Milt Hankins: Regressive politicians are stuck in the past
The catch phrase for liberal Democrats has become "Progressives." Politically speaking, the term is not new, however.
It was first applied to three successive reform presidents at the turn of the last century: Theodore Roosevelt, William H. Taft and Woodrow Wilson. These three presidents were responsible for a number of exceptional accomplishments for our country. Among other worthy goals, the Progressive Movement promoted farm relief, lower taxes for lower wages, and purification of government through direct democracy by eliminating corruption and undercutting political machines. They also promoted and supported scientific methods in public education, medicine, the finance and insurance agencies, industry and transportation.
Progressivism even crept into theology and religion with the preaching of the social gospel by notables like Dr. Harry Emerson Fosdick. Walter Rauschenbusch lead the way, espousing the social gospel in his influential work, "The Theology for the Social Gospel." Fosdick, et al., believed that Christians are called "to improve social conditions, fight poverty, oppression, corruption, and other social ills." While the social gospel as a movement did not flourish, it continued to inspire people such as Dr. Martin Luther King Jr. throughout the 20th century.
According to the dictionary, to be progressive is to be "broad-minded and enlightened." A Progressive is one who looks forward to and plans for the future. Researching the Progressive Movement, it was only natural to identify its opposite. It is "regressive," and the definition reads: "behavior that is not responsible or controlled or is like that of a child; supporting old methods and ideas that existed in the past; reverting, backsliding." How interesting and informative!
It's not difficult to see why the Congressional Progressive Caucus is almost continuously in opposition to regressive Republicans. Activists among Progressives have always been in the vanguard of reform, finding that old-fashioned ways mean waste and inefficiency. While touting smaller and more efficient government, for example, Regressives are notable for just the opposite. Under President Reagan, for example, the national debt tripled! I've reached the conclusion that if today's right-wing conservative Republicans refer to folks like me as "Progressives," we can appropriately identify them as "Regressives."

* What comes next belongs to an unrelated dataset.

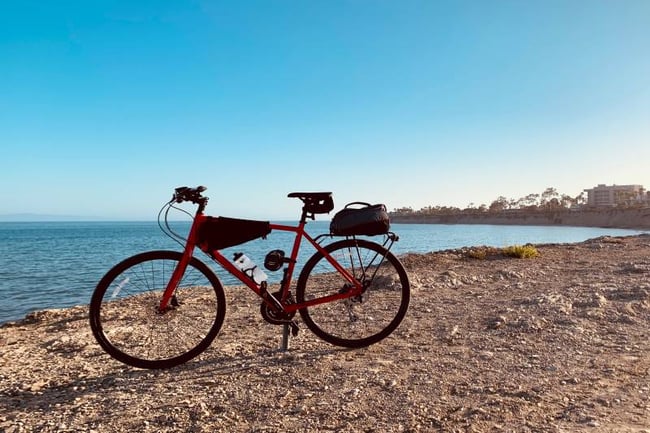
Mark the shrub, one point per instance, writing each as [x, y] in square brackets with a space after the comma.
[520, 251]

Today, Congressional Regressives want to revive the old, supply-side, "voodoo" economics of the Reagan years. Believing the economy fares better at home when the United States is involved in war abroad, they want to go back to the Bush years. They want a large, unnecessary military. They want to expunge subsidies and entitlements, even those earned by hard work, such as Social Security, Medicare and, now, affordable healthcare.
Almost unbelievably, they're unwilling to discuss raising the necessary taxes to support jobs or job-training programs, improvements to our national infrastructure, valuable food programs for our underprivileged families or adequate, low-cost healthcare for most Americans.
Spending their time (and money) getting re-elected, Regressives support the plush political positions they've held for more terms than most of us can remember. They already have the things they deny their constituents. Most of them see only as far as their next obstruction!
Milt Hankins of Ashland, Ky., is a retired minister, theologian and freelance writer.